Despite investigating Buddhism and even becoming a Buddhist monk in Los Angeles, he remained a committed Jew. He once told Arthur Kurzweil, “In the Shema…there is only one thing going on, and don’t even suggest that there is something else going on. There is an absolute unity that is manifesting on this plane, and on all planes, and that nothing can compromise this understanding.”

Cohen’s father was a clothier and Cohen was known for often wearing suits and a fedora – an attire common among some Orthodox Jews. He also wore tefillin. After a brief interval of wearing the robes of the Dharma center at which he practiced, he returned to Judaism. He told Kurzweil, “It was only after studying with my old Zen teacher for many years, when I broke my knees, and I couldn’t practice-I began practicing Judaism, practicing a Judaism that I had never practiced. Laying tefillin every morning, and going through the Shemoneh Esreh, and really understanding that there were these eighteen steps – a ladder, and that these were a way of preparing yourself for the day, if you really penetrated each of those paragraphs. While starting from a very low place, you could put your chin up over the windowsill and actually see a world that you could affirm.”
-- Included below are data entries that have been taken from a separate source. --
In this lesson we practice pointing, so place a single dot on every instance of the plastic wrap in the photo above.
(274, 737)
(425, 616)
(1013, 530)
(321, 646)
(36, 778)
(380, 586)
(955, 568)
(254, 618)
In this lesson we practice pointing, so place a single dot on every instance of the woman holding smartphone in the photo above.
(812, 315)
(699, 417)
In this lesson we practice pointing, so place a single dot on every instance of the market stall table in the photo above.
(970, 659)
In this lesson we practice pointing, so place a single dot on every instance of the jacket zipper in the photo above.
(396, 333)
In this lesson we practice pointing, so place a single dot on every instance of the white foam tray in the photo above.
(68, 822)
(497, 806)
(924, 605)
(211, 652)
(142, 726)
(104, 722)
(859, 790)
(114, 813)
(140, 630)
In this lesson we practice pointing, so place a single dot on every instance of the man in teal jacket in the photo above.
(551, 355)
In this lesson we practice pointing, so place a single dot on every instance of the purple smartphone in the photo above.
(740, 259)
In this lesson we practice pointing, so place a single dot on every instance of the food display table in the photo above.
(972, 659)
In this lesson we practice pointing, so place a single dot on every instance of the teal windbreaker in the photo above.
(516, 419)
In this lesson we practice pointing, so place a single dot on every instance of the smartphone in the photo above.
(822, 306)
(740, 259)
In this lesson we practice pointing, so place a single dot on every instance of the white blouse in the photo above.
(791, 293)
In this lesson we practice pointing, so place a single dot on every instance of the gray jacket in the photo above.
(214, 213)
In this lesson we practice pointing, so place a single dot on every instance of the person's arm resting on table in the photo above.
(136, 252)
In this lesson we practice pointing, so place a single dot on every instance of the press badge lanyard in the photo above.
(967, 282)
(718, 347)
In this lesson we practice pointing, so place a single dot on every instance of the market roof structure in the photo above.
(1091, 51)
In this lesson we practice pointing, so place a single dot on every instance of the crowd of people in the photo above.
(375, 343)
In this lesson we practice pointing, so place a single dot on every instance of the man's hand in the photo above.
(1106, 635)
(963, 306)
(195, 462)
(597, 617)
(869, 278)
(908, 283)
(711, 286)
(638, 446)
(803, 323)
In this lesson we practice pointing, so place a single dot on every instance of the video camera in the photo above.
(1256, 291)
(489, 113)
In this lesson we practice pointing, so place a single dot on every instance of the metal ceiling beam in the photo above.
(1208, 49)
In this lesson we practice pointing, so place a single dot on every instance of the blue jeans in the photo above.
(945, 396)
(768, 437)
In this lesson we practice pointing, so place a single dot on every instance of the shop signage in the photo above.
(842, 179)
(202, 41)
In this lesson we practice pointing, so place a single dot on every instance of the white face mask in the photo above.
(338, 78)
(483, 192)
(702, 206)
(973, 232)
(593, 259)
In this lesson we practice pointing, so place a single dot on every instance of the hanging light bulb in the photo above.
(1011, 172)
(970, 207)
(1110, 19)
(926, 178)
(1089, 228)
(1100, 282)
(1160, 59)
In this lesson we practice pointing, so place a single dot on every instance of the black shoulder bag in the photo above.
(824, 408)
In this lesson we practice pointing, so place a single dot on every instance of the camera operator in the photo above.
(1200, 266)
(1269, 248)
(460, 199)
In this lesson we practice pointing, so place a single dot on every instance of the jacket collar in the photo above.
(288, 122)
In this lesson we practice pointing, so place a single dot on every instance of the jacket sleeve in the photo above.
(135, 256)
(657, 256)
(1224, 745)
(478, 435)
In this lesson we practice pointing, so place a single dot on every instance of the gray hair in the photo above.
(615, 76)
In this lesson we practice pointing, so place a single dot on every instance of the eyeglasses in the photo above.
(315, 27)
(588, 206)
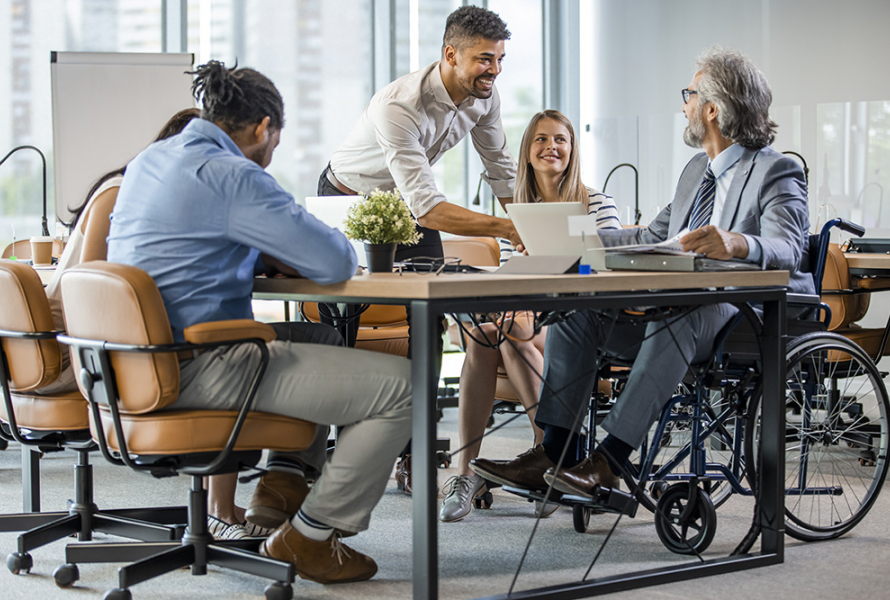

He famously cancelled a series of UK concerts in 2013 when they were mistakenly scheduled for Rosh HaShanah and Yom Kippur. The New York Times commented in the past decade that he “is an observant Jew who keeps the Sabbath even while on tour.” He said, “I’m a member of my synagogue, I light the candles Friday night.” About his return to observance he remarked, “I had been interested, but I never really led a formal Orthodox life. I felt the appetite…’What is this tefillin?’ I inherited my grandfather’s… I had the bag, and I wondered… I began to look into them, to study them…and to try to make sense of them in the deepest way…I saw I really could use this material, how exquisite and skillful these prayers were, how they had been designed by minds that you have to incline your heads towards. These minds who designed these prayers or received the inspiration to design these prayers–these are incredibly subtle and exquisite prayers for lifting the soul. So I began to practice this form [of traditional Judaism] that was such a happy homecoming.”

In September on his 82nd birthday (a few days before Rosh Hashana), he released a song called “You Want it Darker.” In the song he sings “Hineni, hineni; I’m ready, my Lord.” and quotes the translation of the Mourner’s Kaddish “Magnified, sanctified be thy holy name.” The track features the Shaar Hashomayim chazan and choir in the background. Cohen was buried in the Orthodox tradition, in Shaar HaShomayim’s cemetery in Montreal, even before the news went public that he had died. May his memory be for a blessing.